I dissent. The record shows that the appellant recovered judgment against the appellees in the suit on May 3,1895, to the effect that the agreement was in writing, and that the same constituted a mortgage, and that suit was prematurely brought, and that the appellees take nothing by their action; that on May 4, 1895, the appellees made their motion for a new trial, which motion was argued, and overruled by the court on May 15, 1895; that on May 23d the appellees gave notice in open court of an appeal to this court, and on May 24, 1895, filed their bond on appeal, which bond was duly approved and accepted; that upon May 28th the court, upon its own motion, set aside and vacated the judgment so appealed from, and rendered another judgment in the suit for the appellees and against the appellant to the effect that the appellees recover possession of the premises, etc.
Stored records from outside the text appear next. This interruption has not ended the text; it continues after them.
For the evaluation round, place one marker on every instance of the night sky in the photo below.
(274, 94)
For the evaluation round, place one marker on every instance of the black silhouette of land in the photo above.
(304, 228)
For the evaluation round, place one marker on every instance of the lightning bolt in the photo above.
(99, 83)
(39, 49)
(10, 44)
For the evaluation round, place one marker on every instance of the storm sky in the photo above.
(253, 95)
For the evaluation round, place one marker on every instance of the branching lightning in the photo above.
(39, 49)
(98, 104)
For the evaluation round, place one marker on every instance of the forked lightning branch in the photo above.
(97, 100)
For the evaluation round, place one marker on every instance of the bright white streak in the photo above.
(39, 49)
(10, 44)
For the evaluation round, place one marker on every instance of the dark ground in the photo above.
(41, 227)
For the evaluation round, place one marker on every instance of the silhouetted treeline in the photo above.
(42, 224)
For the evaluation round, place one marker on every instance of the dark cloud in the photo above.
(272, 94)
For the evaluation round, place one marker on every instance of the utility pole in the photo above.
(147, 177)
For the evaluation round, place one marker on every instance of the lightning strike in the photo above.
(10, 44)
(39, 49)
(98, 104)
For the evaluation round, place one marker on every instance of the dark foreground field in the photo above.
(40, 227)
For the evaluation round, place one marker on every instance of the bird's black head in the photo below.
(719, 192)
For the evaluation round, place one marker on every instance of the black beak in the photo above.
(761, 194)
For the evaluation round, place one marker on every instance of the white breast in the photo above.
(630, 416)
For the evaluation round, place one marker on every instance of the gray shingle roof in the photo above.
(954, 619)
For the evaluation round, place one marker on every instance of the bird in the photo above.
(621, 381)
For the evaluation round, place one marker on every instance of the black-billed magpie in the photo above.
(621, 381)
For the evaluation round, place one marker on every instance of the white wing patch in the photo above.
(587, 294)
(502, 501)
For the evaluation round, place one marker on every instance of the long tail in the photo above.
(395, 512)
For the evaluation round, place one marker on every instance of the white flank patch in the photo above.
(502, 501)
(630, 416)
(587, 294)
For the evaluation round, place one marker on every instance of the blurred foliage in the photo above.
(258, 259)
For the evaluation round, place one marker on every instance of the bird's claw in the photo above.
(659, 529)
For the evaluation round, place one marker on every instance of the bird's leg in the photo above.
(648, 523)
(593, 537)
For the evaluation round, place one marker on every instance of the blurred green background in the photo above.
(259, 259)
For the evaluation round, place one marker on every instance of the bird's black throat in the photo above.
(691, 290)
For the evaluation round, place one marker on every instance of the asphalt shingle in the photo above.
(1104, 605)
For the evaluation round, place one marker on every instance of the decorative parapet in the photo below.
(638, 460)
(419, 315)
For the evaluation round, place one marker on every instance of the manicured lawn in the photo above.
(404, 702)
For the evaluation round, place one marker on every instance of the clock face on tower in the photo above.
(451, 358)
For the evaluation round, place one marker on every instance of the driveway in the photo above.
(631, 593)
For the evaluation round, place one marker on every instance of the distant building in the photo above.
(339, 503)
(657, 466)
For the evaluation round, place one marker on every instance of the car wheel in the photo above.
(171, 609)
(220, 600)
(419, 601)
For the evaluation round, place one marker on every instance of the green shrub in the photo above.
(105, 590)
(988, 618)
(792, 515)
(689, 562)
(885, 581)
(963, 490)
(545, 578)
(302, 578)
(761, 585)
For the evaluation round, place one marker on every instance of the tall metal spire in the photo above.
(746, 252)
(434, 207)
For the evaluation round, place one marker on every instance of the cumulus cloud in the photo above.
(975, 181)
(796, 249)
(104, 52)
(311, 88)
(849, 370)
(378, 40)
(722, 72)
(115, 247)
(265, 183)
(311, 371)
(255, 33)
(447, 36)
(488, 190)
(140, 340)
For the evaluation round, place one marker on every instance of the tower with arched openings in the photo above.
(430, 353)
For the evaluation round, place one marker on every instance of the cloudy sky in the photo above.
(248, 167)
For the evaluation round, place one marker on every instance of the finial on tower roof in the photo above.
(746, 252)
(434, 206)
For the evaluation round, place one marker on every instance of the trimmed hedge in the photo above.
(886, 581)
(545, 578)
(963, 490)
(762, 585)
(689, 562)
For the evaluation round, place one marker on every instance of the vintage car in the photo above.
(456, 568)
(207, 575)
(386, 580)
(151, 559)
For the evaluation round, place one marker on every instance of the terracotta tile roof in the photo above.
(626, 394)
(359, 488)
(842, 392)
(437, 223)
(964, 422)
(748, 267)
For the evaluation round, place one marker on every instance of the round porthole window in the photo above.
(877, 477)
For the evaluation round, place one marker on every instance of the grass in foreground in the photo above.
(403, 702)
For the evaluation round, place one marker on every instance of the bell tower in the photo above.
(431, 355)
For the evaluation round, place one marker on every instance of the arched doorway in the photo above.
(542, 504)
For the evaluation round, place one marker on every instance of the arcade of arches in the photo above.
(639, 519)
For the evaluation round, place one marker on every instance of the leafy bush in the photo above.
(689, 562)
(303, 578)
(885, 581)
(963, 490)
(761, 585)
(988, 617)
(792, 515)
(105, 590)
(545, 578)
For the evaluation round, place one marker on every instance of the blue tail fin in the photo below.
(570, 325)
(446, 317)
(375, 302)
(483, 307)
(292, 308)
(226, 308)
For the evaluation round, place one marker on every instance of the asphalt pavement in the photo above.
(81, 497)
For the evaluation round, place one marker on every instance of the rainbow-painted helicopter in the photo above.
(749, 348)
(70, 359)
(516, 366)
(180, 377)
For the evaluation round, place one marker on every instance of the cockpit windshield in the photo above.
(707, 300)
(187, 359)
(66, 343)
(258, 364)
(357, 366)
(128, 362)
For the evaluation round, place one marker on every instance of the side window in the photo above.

The court finally adjourned thereafter. The court plainly erred' in vacating the first judgment. The effect of the appeal was to invest this court with all'jurisdiction-over the cause, and deprive the district court of any jurisdiction thereover. This is a well-established rule, and is directly recognized by our statute. “When the bond or affidavit in lieu thereof provided in the preceding sections, has been filed and the previous requirements of this act have been complied with, the appeal or writ of error, as the case may be, shall be held to be perfected.” Rev. Stats. Ariz., par. 861. “-Upon the filing of the bonds mentioned in the two preceding sections the appeal or writ of error shall be held to be perfected, and the execution of the judgment shall be stayed, and should execution have been issued thereon, the clerk shall forthwith issue a supersededs.” Rev. Stats. Ariz., par. 865. The following authorities abundantly sustain this view: 1 Black on Judgments, sec. 243; 2 Hayne on New Trial and Appeal, par. 224; 2 Ency. Pl. 6 Prac. 327; Keyser v. Farr, 105 U. S. 265; Boynton v. Foster, 7 Met. (Mass.) 415; Ladd v. Couzins, 35 Mo. 513; Burgess v. Donoghue, 90 Mo. 299, 2 S. W. 303; Allen v. Allen, 80 Ala. 155; Bryan v. Berry, 8 Cal. 130; Kimberly v. Arms, 40 Fed. *203548; Chestnutt v. Pollard, 77 Tex. 86, 13 S. W. 852. Upon an examination of the authorities cited in the main opinion, it will be found that none of them sustain that opinion upon this point. The question is not even involved in them, and I can only account for their use as being an unintentional misquotation.